So now we just calculate the adjacencies, using the soft thresholding power of 10:
softPower = 10; adjacency = adjacency(datExpr0, power = softPower, type = "signed");
Then we transform the adjacency matrix into a Topological Overlap Matrix (TOM) and calculate corresponding dissimilarity:
Remember: The TOM you calculate shows the topological similarity of nodes, factoring in the connection strength two nodes share with other “third party” nodes. This will minimize effects of noise and spurious associations:
TOM = TOMsimilarity(adjacency, TOMType = "signed"); dissTOM = 1-TOM
Create a dendogram using a hierarchical clustering tree and then call the hierarchical clustering function:
TaxaTree = hclust(as.dist(dissTOM), method = "average");
Plot the resulting clustering tree (dendrogram):
sizeGrWindow(12,9) plot(TaxaTree, xlab="", sub="", main = "Taxa clustering on TOM-based dissimilarity", labels = FALSE, hang = 0.04);
This image is showing us the clustering of all 750 OTUs based on the TOM dissimilarity index.
Now you have to decide the optimal module size for your system and should play around with this value a little. I wanted relatively large module so I set the minimum module size relatively high at 30:
minModuleSize = 30;
Module identification using dynamic tree cut (there a couple of different ways to figure out your modules and so you should explore what works best for you in the tutorials by the authors):
dynamicMods = cutreeDynamic(dendro = TaxaTree, distM = dissTOM, deepSplit = 2, pamRespectsDendro = FALSE, minClusterSize = minModuleSize); table(dynamicMods)

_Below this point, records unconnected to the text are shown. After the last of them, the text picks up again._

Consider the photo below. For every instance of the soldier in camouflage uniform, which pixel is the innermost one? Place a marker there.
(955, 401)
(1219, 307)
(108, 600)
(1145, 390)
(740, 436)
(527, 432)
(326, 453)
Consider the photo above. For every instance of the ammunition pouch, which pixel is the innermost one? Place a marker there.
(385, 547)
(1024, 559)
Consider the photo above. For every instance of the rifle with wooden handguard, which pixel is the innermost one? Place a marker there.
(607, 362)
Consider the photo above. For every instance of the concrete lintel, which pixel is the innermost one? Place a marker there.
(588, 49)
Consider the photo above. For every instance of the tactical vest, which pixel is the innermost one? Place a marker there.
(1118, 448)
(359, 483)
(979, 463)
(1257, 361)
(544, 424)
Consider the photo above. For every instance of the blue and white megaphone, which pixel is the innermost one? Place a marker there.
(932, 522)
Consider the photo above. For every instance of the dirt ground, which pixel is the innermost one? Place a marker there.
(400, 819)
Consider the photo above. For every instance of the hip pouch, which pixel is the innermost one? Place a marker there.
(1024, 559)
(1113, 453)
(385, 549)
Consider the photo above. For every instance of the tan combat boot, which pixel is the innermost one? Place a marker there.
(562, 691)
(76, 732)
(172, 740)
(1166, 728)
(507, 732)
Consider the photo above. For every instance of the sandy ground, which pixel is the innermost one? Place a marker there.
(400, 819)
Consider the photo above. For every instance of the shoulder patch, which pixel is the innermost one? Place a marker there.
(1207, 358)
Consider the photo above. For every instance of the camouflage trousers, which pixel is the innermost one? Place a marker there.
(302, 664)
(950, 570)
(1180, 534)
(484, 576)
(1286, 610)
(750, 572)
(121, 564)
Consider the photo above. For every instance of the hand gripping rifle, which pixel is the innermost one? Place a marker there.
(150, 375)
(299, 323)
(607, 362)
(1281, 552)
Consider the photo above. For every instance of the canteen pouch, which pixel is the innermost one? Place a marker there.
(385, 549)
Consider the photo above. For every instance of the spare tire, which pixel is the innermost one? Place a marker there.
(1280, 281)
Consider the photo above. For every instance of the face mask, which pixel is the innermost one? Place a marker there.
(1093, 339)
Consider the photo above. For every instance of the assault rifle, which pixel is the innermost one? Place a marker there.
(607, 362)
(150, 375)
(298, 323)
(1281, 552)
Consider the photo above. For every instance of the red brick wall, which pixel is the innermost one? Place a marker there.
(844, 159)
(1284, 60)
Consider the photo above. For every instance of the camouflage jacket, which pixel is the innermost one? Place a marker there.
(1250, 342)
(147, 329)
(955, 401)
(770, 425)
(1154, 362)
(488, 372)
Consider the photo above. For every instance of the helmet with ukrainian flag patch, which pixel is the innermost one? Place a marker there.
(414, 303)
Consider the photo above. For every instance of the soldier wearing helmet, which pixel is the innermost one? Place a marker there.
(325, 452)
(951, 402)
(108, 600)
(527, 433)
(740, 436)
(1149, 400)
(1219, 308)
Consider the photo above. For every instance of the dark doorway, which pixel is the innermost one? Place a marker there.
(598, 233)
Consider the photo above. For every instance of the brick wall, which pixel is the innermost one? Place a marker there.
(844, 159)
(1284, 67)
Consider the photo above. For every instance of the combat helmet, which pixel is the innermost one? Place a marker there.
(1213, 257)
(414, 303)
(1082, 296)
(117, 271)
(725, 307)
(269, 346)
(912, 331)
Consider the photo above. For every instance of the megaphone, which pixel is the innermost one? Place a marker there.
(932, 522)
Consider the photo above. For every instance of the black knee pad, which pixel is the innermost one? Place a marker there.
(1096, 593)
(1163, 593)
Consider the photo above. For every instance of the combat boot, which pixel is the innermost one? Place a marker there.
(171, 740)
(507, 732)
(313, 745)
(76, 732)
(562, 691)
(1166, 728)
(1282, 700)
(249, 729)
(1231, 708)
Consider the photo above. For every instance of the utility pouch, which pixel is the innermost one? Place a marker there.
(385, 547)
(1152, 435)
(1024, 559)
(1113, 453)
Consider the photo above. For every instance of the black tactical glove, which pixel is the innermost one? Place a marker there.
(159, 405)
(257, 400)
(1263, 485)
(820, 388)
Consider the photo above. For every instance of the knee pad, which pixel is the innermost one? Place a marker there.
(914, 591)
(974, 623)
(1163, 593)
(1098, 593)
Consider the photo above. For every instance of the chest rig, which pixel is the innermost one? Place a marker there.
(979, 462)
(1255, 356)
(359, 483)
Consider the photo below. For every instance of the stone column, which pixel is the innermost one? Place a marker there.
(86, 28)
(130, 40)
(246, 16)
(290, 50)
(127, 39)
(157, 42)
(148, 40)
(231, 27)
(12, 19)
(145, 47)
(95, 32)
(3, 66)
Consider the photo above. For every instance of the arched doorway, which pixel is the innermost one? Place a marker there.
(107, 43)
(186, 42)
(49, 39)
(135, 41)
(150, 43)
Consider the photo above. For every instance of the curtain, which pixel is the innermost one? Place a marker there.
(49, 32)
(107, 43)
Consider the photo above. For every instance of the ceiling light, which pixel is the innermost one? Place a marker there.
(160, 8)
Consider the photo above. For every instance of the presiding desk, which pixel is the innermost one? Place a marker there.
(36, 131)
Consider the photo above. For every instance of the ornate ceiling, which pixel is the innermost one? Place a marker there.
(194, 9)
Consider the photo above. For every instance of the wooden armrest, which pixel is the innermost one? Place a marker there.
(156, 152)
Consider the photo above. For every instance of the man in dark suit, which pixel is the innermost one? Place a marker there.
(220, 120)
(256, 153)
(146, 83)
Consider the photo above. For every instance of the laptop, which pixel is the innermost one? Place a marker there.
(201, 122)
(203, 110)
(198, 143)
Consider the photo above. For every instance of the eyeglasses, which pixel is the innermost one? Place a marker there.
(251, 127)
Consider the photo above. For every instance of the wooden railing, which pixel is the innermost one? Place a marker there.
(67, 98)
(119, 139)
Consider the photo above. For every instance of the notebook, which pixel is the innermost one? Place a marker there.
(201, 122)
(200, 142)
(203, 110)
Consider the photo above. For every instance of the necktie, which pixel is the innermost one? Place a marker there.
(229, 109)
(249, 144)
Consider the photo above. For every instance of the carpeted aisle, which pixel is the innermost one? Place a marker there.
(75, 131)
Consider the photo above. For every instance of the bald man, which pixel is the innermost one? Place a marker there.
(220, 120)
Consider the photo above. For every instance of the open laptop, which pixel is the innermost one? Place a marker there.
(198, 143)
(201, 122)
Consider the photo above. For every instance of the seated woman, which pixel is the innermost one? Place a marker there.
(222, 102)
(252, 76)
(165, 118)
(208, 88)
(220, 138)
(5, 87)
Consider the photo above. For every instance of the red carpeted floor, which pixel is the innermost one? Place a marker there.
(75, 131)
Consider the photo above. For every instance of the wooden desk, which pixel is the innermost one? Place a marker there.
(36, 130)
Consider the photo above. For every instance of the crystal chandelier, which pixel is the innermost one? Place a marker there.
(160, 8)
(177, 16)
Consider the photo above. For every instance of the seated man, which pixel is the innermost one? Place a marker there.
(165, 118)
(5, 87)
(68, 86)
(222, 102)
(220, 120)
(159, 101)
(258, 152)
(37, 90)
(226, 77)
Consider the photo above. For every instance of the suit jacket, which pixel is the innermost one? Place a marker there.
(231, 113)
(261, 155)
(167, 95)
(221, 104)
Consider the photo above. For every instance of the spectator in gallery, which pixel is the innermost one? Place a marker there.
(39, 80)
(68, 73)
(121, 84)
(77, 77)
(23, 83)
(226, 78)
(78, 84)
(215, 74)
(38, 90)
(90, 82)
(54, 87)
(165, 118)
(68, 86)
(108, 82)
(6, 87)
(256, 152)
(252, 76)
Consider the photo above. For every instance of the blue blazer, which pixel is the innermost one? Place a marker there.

Convert numeric labels into colors:
dynamicColors = labels2colors(dynamicMods) table(dynamicColors)
dynamicColors black blue brown green red turquoise yellow 49 135 113 71 64 216 102
You can see that there are a total of 7 modules (you should have seen that above too) and that now each module is named a different color. The numbers under the colors tells you how many OTUs were sorted into that module. Each OTU is in exactly 1 module, and you can see that if you add up all of the numbers from the various modules you get 750 (the number of OTUs that we limited our analysis to above).
Plot the dendrogram with module colors underneath:
sizeGrWindow(8,6) plotDendroAndColors(TaxaTree, dynamicColors, "Dynamic Tree Cut", dendroLabels = FALSE, hang = 0.03, addGuide = TRUE, guideHang = 0.05, main = "Taxa dendrogram and module colors")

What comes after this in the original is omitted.